HIPAA Compliance

Upheal, Inc.

Effective February 15, 2023

This section explains how we use, disclose and protect your PHI (Protected Health Information) in accordance with HIPAA (Health Insurance Portability and Accountability Act) as amended by the Health Information Technology for Economic and Clinical Health Act Title XIII of Division A of the American Recovery and Reinvestment Act, 2009 (“HITECH”) and regulations promulgated thereunder, as such law and regulations may be amended from time to time (collectively, “HIPAA”).

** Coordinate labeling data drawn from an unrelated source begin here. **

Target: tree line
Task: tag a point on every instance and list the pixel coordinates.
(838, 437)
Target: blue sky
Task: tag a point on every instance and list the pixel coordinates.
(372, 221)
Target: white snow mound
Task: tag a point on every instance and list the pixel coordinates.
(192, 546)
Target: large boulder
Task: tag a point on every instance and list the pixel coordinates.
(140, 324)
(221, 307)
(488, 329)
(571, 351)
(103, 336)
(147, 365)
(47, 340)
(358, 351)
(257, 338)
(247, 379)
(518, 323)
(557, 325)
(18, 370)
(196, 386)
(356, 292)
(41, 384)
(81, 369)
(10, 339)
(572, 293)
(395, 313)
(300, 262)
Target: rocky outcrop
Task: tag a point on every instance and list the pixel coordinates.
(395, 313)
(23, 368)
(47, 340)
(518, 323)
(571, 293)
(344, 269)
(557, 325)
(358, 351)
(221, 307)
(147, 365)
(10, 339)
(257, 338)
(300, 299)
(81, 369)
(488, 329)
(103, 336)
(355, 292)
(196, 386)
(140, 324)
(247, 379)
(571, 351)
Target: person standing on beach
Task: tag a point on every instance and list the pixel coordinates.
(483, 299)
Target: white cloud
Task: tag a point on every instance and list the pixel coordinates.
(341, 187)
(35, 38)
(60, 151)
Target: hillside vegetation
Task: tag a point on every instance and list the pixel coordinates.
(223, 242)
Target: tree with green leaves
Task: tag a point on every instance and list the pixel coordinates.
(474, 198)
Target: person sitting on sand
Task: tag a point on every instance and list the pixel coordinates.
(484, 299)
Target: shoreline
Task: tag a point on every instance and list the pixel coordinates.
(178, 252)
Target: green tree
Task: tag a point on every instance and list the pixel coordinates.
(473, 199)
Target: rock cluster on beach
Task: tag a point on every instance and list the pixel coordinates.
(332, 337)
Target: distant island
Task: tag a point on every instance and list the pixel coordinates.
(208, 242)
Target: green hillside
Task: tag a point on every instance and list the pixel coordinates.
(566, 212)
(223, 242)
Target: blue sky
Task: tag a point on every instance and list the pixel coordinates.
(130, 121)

PHI is identifiable health information about you (such as your name, social security number, or address), and that relates to (a) your past, present, or future physical or mental health or condition, (b) the provision of health care to you, or (c) your past, present, or future payment for the provision of health care. We need PHI to provide you with quality care and to comply with certain legal requirements.


HIPAA Notice


This Notice of Privacy Practices describes how we may use and disclose your protected health information to carry out treatment, payment, or healthcare operations and for other purposes that are permitted or required by law. It also describes your rights to access and control your protected health information.

  1. Your PHI may be used and disclosed by our organization and our office staff, for the purpose of providing healthcare related services to you (as specified in section 2), to improve the services  offered  by  our organization (as specified in section 3) and any other use required by law (as specified in sections 4-6).
  2. We may have your PHI disclosed to us as a Business Associate of your healing professional to coordinate or manage your health care or to supply your healing professional with our products or services.
  3. We may use or disclose, as needed, and only if you provide us with your consent, your PHI in order to support the business activities of our organization. These activities include, but are not limited to, quality assessment activities, accreditation activities, and conducting or arranging for other business activities. 
  4. We may use or disclose your PHI to your healing professional or to government agencies  in the following situations without your authorization as required by law: mandatory reporting of abuse, “duty to warn” situations regarding threats of serious and imminent harm made by patients (State laws vary as to whether such a warning is mandatory or permissible).
  5. Under the law, we must make disclosures to you when required by the Secretary of the Department of Health and Human Services to investigate or determine our compliance with the requirements of § 164.500.
  6. Other permitted and required uses and disclosures will be made only with your consent, authorization, or opportunity to object unless required by law. You may revoke this authorization, at any time, in writing, except to the extent that your physician or this organization has taken an action in reliance on the use or disclosure indicated in the authorization.


If you are a US resident in the United States, the following is a statement of your rights with respect to your PHI.

  • You have the right to inspect and copy your PHI. Under federal law, however, you may not inspect or copy the following records: information compiled in reasonable anticipation of, or use in, a civil, criminal, or administrative action or proceeding; and PHI that is subject to the law(s) that prohibits access to PHI.
  • You have the right to request a restriction of your PHI. This means you may ask us not to use or disclose any part of your PHI for the purposes of treatment, payment, or healthcare operations. You may also request that any part of your PHI not be disclosed to family members or friends who may be involved in your care or for notification purposes as described herein. Your request must state the specific restriction requested and to whom you want the restriction to apply. Our organization is not required to agree to a restriction that you may request. If our organization believes it is in your best interest to permit use and disclosure of your PHI, your PHI will not be restricted. You then have the right to use another Healthcare professional.
  • You have the right to request to receive confidential communications from us by alternative means or at an alternative location.
  • You may have the right to have our organization amend your PHI. If we deny your request for amendment, you have the right to file a statement of disagreement with us and we may prepare a rebuttal to your statement and will provide you with a copy of any such rebuttal.
  • You have the right to receive an accounting of certain disclosures we have made, if any, of your PHI.

You may complain to us or the Secretary of Health and Human Services if you believe we have violated your privacy rights. You may file a complaint with us  by emailing us at privacy@upheal.io. We will not retaliate against you for filing a complaint.


We are required by law to maintain the privacy of PHI and to provide individuals with these notices regarding our legal duties and privacy practices with respect to PHI. If you have any questions concerning, or objections to, this Policy and Notice, please ask to speak with us by email at privacy@upheal.io.


We work to protect ourselves from unauthorized access to or unauthorized alteration, disclosure, or destruction of information we hold. In the unlikely event of a breach of unsecured PHI, we are required by law to notify affected individuals.


Associated companies with whom we may do business are given only enough information to satisfy reporting, safety, and efficacy requirements.